The mask that Black LDS members wear forces them in one of two directions—either capitulate to the racist ideology in the Church or fight with half-hearted activism in a sea of Republican-style opposition. Those who chose to fight often eventually leave out of sheer frustration. Those who stay find themselves embattled in a faith blind to the realities of racial oppression. Both come at a cost, the effects of which play out on the Black body and mind. W. E. B. Du Bois penned, “It is a peculiar sensation, this double-consciousness, this sense of always looking at one’s self through the eyes of others, of measuring one’s soul by the tape of a world that looks on.” He went on to further explain, “One ever feels his two-ness—an American, a Negro; two souls, two thoughts, two unreconciled strivings; two warring ideals in one dark body, whose dogged strength alone keeps it from being torn asunder.”[6] One way to blunt the impact of everyday discrimination is through art, poetry, music, and dance. Black people have used these media to survive the horrors of chattel slavery, emancipation, Reconstruction, Jim Crow, and other forms of racial marginalization. Wilding made herself vulnerable, diving into the trauma of Black suffering in search of her voice and in the hopes of healing. But she is not alone in her efforts to capture the brutal reality of life in the margins for Black people. She has an entire artist community that came before her, and many more will continue to fight against systemic racism through expression of art alongside her.

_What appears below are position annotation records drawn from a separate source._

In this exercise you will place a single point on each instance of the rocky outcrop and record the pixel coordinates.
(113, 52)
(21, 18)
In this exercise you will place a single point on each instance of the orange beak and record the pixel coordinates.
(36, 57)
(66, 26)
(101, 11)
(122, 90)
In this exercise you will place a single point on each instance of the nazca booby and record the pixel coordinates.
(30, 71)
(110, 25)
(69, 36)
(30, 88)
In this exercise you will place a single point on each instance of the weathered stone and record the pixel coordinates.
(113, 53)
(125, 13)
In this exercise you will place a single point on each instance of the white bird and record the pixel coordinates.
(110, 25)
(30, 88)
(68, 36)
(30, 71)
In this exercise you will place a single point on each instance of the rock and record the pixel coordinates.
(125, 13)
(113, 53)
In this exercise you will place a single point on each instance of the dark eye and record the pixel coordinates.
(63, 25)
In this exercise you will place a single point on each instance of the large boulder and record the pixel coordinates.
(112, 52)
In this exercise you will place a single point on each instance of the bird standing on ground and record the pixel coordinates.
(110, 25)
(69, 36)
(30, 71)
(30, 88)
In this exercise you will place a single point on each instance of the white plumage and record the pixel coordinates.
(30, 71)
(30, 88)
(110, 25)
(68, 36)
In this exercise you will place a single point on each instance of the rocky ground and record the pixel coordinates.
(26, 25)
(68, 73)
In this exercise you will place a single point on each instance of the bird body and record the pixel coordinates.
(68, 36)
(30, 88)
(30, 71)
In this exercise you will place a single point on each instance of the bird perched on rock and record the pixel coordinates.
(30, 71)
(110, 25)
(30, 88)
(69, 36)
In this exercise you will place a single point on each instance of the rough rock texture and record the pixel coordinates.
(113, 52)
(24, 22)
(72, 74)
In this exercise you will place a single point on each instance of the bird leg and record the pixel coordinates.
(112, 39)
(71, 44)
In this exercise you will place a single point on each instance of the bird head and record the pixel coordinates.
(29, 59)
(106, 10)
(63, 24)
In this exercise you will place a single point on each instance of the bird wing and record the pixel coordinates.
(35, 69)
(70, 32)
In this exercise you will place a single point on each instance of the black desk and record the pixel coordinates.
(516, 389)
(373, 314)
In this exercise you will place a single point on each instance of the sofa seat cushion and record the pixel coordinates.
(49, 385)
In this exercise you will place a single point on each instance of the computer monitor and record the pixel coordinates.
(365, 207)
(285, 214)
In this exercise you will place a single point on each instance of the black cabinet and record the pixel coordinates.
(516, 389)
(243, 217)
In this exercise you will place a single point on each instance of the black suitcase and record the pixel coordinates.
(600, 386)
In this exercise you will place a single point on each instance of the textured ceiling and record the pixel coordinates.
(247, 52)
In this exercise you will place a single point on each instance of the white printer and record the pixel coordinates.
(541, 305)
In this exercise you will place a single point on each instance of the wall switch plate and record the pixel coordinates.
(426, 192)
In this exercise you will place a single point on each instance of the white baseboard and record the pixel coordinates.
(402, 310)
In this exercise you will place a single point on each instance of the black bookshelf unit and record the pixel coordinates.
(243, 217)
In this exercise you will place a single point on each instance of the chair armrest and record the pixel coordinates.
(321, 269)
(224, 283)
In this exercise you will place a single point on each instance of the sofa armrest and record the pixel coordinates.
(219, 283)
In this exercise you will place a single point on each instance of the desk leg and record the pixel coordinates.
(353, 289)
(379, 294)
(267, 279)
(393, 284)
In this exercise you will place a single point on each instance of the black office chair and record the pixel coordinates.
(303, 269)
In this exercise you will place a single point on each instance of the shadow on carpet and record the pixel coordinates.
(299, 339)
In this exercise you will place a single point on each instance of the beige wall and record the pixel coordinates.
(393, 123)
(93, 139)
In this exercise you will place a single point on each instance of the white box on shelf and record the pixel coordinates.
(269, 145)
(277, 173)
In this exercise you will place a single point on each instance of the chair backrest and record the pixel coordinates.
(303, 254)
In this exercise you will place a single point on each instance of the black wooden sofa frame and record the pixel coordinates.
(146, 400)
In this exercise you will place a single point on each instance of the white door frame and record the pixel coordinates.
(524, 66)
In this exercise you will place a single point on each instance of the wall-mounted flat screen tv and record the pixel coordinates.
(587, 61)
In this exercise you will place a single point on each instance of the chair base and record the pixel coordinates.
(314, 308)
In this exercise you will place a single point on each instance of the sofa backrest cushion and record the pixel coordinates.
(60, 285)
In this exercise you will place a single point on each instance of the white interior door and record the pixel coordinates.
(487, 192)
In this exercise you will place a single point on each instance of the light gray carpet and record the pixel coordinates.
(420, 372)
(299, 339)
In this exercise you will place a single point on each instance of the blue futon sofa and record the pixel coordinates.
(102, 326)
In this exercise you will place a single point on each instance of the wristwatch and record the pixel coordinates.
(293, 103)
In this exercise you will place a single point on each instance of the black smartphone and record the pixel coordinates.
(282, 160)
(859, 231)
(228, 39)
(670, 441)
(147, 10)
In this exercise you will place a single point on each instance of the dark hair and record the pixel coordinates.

Note: The Dialogue Foundation provides the web format of this article as a courtesy. There may be unintentional differences from the printed version. For citational and bibliographical purposes, please use the printed version or the PDFs provided online and on JSTOR.

[1] You can learn more about Marlena Wilding and view some of her work at her website.

[2] Darron T. Smith, “Images of Black Males in Popular Media,” HuffPost, Mar. 14, 2013.

[3] Darron T. Smith, “Schooling While Black: Discipline in U.S. Public Schools and the School-to-Prison Pipeline,” Dec. 5, 2012.

[4] Joanna Brooks, Mormonism and White Supremacy: American Religion and the Problem of Racial Innocence (New York: Oxford University Press, 2020).

[5] Robin DiAngelo, White Fragility: Why It’s So Hard for White People to Talk about Racism (Boston: Beacon Press, 2018).

[6] W. E. B. Du Bois, “Of Our Spiritual Strivings,” in The Souls of Black Folk (Chicago: A. C. McClurg & Co., 1903), chap. 1.